I went to the beach party Sat night! It was Amazing!!!! Dan (my BF and amazing support through this whole thing) came to me last week and confronted me about being so down. I confessed I was having self confidence issues and especially with a beach party coming up. I was contemplating not going, but this isn't something that either of us wanted to miss. He and I dance. REALLY AMAZINGLY WELL. Its our thing. We just don't miss this. So a few days later he comes to me with a gift. It is a coconut bra the same size as I use to be. He trims and sands the edges to conform to my body and tells me to go buy a grass skirt. LOL so I did and it turned out it was one of the best nights we ever had. I danced ALL night. No pain, no worry. I was the only one in a bikini (type) other than one guy that was brave enough to wear a speedo. So I will have to post a pic of the outfit so you all can see it. I needed that night more than I knew. I didn't even have a problem changing at the end of the night into regular clothes and a small bra. Not one of our gang or people in the bar that knew us said anything or acted any different. I realized they didn't care about my boobs, so why should I care that much. All in all I feel so much better about all this. I may not be perfect, but I am me.

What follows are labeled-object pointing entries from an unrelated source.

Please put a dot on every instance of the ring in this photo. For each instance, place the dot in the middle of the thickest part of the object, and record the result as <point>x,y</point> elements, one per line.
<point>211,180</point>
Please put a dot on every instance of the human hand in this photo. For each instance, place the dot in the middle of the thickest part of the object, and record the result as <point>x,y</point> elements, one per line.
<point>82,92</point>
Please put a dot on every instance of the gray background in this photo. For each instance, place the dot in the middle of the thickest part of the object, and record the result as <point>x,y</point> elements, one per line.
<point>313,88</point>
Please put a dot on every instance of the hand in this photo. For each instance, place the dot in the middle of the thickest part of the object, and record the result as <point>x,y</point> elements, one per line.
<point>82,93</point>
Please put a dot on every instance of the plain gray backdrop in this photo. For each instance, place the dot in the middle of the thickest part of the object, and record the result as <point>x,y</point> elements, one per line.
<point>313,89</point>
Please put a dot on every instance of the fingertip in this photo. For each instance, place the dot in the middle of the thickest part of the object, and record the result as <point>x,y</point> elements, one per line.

Boobs don't make me a better person, better friend, better lover, better anything. I do that all on my own.

Provider Review

Board Certified Plastic Surgeon
135 Walter Dr., Lewisburg, Pennsylvania
Overall rating
Doctor's bedside manner
Answered my questions
After care follow-up
Time spent with me
Phone or email responsiveness
Staff professionalism & courtesy
Payment process
Wait times

I really can't say enough good things about my experience with Dr. Normington @ Lewisburg Plastic Surgery. I first went to him for a consultation for removal 2 years before I actually decided to do the removal. Two years later he remembered me and details about my life that are not usually kept in a file. He took his time with me and we discussed everything about the procedure, my fears, after care, my working out, my expectations. He was so at ease with me about it that it helped me make the appointment right then and there. We scheduled for three weeks later and I made the payment right then. The day of explant I was ushered right in with no wait. He wasn't lying when he said my implant removal would be quick and easy. I was nervous about having them removed with only local and being fully awake. Dr Normington talked with me the entire procedure about anything and everything. He kept my mind off of what was going on. I felt no pain and it was done so fast I could hardly believe it. I followed his instructions and have healed quickly and well. I certainly recommend him for explant procedure and if I ever need a different procedure I will surely go to him.